Schrijven als een m/v (Naar aanleiding van de sekseverandering van M. Februari)

Schrijven als een m/v (Naar aanleiding van de sekseverandering van M. Februari)

Bestaat er een typisch mannelijke of vrouwelijke schrijfstijl? Volgens mij wel. Niet dat alle mannen een ‘mannelijke’ stijl hebben, of alle vrouwen een ‘vrouwelijke’, maar toch.
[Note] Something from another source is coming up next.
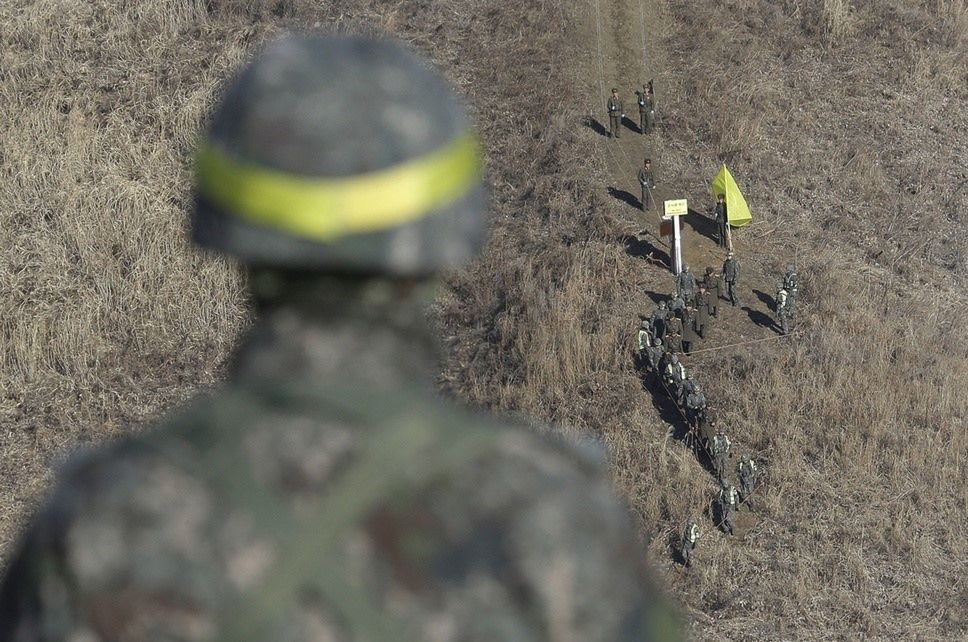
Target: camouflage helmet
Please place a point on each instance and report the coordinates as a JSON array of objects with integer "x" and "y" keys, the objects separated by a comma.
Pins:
[{"x": 340, "y": 154}]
‘Vrouwelijk’ schrijven (een kunst die sommige mannen ook beheersen) lijkt me persoonlijker dan het ‘mannelijke’ (in het algemeen dan, hè, lang niet altijd; de wetenschappelijke waarde van dit praatje is nul komma nul). Gaat het over een crisis? Dan zal een vrouw (lees: een schrijver m/v met een ‘vrouwelijke’ stijl) het eerder hebben over dat ze (pardon, ‘ze’) moeilijker kan rondkomen dan enkele jaren geleden, dat ze de laatste tijd meer op koopjes let, dat ze haar kinderen minder vaak naar de crèche brengt dan vroeger. Een ‘man’ zal eerder geneigd zijn – in de regel volstrekt onbeduidende, maar daar gaat het nu even niet om – mening over het laatste besluit van de Europese Centrale Bank te ventileren, of te roeptoeteren dat Griekenland wat hem betreft de eurozone moet verlaten. Onpersoonlijker, zakelijker, vervelender misschien.
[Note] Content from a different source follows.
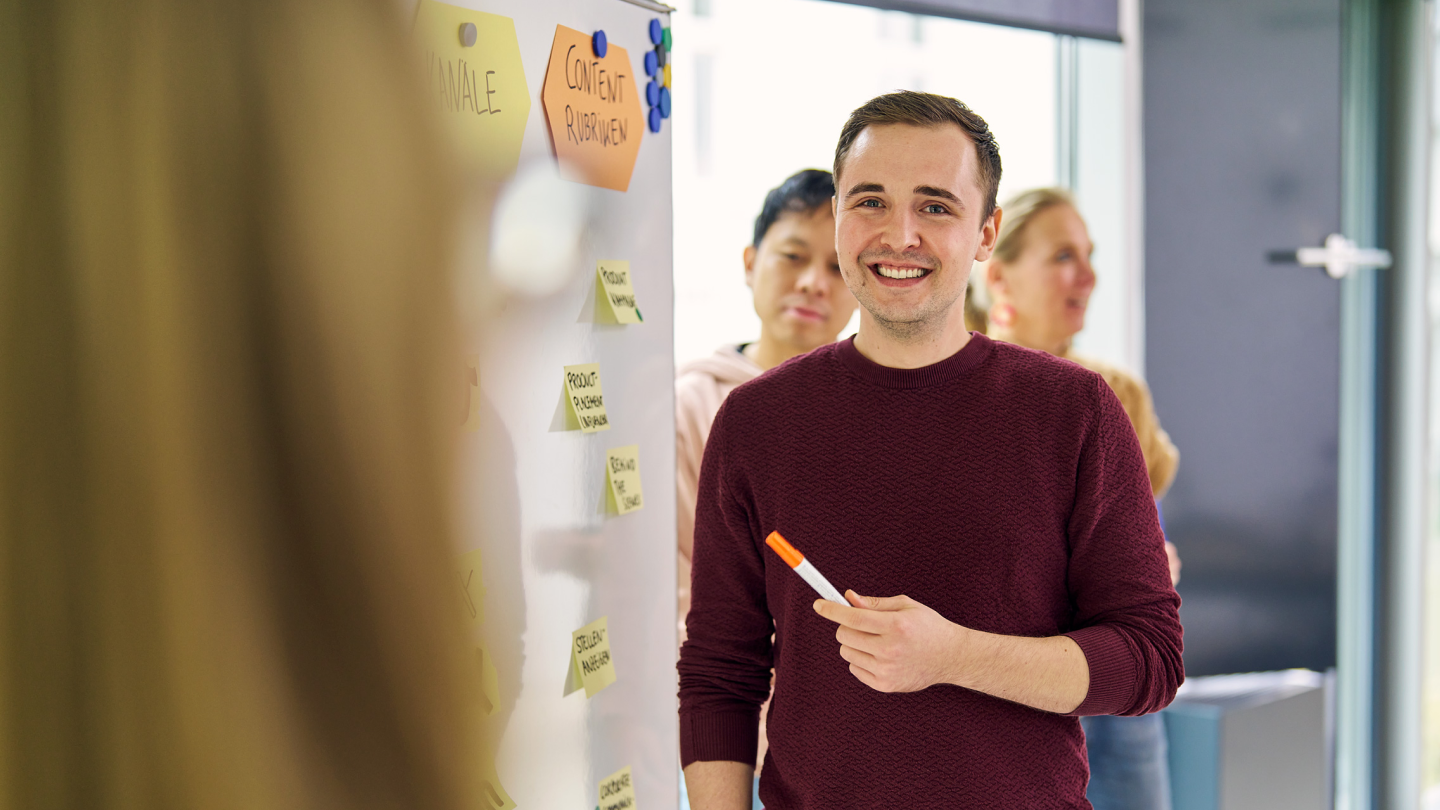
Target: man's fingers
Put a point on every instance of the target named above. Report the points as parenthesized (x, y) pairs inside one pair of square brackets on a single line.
[(867, 678), (858, 657), (879, 603), (860, 619), (857, 639)]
Dat brengt me op een tweede verschil: het belang dat de auteur aan zijn eigen karakter en belevenissen hecht. Onder literatuurrecensenten woedde lang geleden een discussie: moet je een boek vooral beoordelen op wat er in staat (wat heeft de schrijver te melden en heeft hij/zij het een beetje behoorlijk opgeschreven?) of is het belangrijker dat hij/zij als mens deugt? Kortom: vorm of vent (m/v)? Typisch ‘mannelijk’ lijkt me een schrijver die vooral waarde hecht aan de vorm – Willem Brakman, bijvoorbeeld, of de auteurs uit de Revisor-school. Typisch ‘vrouwelijk’ lijken me auteurs die de literatuur aangrijpen als excuus om het vooral over zichzelf te hebben, denk aan Gerard Reve of Anja Meulenbelt. (De schaamte voorbij? De stijl voorbij, zal ze bedoelen!)
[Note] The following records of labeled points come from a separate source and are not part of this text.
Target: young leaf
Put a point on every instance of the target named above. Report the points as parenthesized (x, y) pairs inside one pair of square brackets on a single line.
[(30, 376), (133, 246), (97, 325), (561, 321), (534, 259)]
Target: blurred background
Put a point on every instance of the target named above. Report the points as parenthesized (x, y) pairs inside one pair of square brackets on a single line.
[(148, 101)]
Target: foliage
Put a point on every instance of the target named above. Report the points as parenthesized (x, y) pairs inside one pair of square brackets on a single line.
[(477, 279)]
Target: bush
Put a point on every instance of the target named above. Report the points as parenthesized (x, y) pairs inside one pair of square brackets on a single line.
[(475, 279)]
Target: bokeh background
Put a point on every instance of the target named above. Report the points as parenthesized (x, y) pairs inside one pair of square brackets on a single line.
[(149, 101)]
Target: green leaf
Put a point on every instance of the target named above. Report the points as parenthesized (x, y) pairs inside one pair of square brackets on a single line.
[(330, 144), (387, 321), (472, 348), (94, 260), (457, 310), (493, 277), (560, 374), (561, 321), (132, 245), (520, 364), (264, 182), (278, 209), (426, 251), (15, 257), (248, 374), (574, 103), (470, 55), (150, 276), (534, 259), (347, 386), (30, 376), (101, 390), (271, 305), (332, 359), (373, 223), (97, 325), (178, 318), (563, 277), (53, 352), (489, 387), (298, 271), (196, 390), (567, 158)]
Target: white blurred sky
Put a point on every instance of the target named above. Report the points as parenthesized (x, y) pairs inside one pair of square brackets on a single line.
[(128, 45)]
Een vrouw (vanaf nu laat ik de aanhalingstekens omwille van de leesbaarheid weg) brengt vaak minder hiërarchie aan in haar teksten. Waar een man waar het maar even kan naar een oorzakelijk verband zoekt, maken voor een vrouw de zaken die ze beschrijft deel op een of andere manier en een of andere reden deel uit van een groter geheel. Hoe? Waarom? Doet er niet toe. De vraag hoe iets werkt of in elkaar steekt is typisch mannelijk, associatie en intuïtie behoren tot het domein van het vrouwelijke. De analyse: mannelijk. De anekdote: vrouwelijk. “Ik wil naar huis, want ik heb het koud. Ik heb een te dunne jas aangetrokken. Ik ben weer eens het slachtoffer van mijn optimistische aard”: een typisch mannelijk betoog. “Ik heb het koud. Laten we naar huis gaan. Thuis is warm. Vooral in de zomer. Ik ben dol op de zomer. Weet nog vorig jaar, toen we in de snikhitte in dat dorpje in Zuid-Frankrijk strandden, en ik mijn winterjas aanhad. En nu zit ik hier zonder jas!” – doet mij erg vrouwelijk aan.

Persoonlijk (laat ik eens op de vrouwelijke toer gaan) ben ik niet zo’n fan van mannelijke romans of poëzie. Te cerebraal, te maniëristisch, te abstract, te experimenteel en te onbegrijpelijk vaak ook. Maar als het gaat om columns of – in mindere mate – essays, kan het me niet mannelijk genoeg zijn. Weg met de poëtische, meerduidige zinnen! Dood aan de warrige opbouw en de onduidelijke vraagstelling! Vijftig stokslagen omdat de heldere conclusie ontbreekt!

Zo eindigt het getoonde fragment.